Soweit das Zeugnisverweigerungsrecht reicht, unterliegen auch Akten und andere Dokumente des Datenschutzbeauftragten einem Beschlagnahmeverbot. Dies dient dem Schutz der Vertraulichkeit und verhindert, dass die Verschwiegenheitspflicht durch Zugriff auf Unterlagen des Datenschutzbeauftragten umgangen wird.

Fazit

Die Verschwiegenheitspflicht ist ein zentraler Bestandteil der Stellung des Datenschutzbeauftragten. Sie schützt betroffene Personen, die sich mit Fragen, Beschwerden oder Hinweisen an den Datenschutzbeauftragten wenden, und stärkt zugleich dessen unabhängige Stellung im Unternehmen.

Für Unternehmen bedeutet dies: Der Datenschutzbeauftragte muss nicht nur formal benannt sein, sondern auch tatsächlich vertraulich arbeiten können.
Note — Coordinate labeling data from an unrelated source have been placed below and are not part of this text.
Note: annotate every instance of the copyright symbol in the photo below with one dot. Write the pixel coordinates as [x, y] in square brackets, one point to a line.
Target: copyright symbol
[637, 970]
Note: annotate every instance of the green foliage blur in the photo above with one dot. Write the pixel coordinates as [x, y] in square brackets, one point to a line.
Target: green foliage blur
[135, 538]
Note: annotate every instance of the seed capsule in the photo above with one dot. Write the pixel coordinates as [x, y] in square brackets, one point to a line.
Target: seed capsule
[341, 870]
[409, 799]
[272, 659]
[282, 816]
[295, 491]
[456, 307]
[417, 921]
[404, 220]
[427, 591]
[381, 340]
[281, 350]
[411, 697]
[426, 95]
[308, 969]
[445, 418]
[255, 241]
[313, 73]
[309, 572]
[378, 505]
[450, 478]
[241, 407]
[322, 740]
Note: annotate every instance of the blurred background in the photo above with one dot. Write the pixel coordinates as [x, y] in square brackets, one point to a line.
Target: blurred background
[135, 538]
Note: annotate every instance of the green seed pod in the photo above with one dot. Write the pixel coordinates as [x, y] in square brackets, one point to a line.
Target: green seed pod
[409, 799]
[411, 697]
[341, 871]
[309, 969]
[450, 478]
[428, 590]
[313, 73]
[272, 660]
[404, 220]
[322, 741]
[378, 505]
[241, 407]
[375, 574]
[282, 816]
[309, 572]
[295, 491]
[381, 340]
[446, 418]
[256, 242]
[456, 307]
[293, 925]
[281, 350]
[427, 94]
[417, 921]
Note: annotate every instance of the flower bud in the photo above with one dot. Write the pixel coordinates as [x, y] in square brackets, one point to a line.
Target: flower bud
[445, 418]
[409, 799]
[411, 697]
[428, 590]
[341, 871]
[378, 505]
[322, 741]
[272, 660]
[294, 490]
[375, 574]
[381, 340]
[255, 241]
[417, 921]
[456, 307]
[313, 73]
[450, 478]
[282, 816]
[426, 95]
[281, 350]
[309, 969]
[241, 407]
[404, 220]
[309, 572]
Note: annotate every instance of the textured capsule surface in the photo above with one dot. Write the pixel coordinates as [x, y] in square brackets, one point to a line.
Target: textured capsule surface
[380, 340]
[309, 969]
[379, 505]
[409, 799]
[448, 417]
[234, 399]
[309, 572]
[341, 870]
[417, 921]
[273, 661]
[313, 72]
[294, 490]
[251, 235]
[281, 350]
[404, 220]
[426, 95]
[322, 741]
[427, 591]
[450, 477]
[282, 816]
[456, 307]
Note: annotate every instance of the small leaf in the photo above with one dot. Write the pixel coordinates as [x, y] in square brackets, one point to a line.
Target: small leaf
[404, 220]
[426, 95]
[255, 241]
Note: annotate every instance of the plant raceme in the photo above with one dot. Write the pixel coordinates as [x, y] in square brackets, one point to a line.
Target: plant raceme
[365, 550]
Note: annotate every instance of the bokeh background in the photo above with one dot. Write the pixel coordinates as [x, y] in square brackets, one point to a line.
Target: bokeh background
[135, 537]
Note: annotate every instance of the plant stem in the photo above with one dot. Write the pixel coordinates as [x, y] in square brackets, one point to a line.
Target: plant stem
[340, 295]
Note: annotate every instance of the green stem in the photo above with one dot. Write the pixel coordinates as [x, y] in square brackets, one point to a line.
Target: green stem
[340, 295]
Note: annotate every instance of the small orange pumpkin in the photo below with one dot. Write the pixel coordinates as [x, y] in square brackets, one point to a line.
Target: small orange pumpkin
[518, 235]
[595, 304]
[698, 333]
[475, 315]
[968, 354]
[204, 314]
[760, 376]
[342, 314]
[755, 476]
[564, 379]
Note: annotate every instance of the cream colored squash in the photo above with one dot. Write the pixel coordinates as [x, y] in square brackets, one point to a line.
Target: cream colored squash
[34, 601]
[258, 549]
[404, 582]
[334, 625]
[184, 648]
Dazu gehören sichere Kommunikationswege, klare interne Zuständigkeiten und ein Bewusstsein dafür, dass der Datenschutzbeauftragte keine allgemeine Auskunftsstelle der Unternehmensleitung über vertrauliche Beschwerden betroffener Personen ist.

Für Datenschutzbeauftragte gilt: Datenschutzrechtliche Probleme dürfen und müssen angesprochen werden. Die Identität betroffener Personen und rückschlussfähige Umstände sind dabei aber nur offenzulegen, wenn dies erforderlich und rechtlich zulässig ist oder die betroffene Person den Datenschutzbeauftragten entsprechend von seiner Verschwiegenheitspflicht entbunden hat.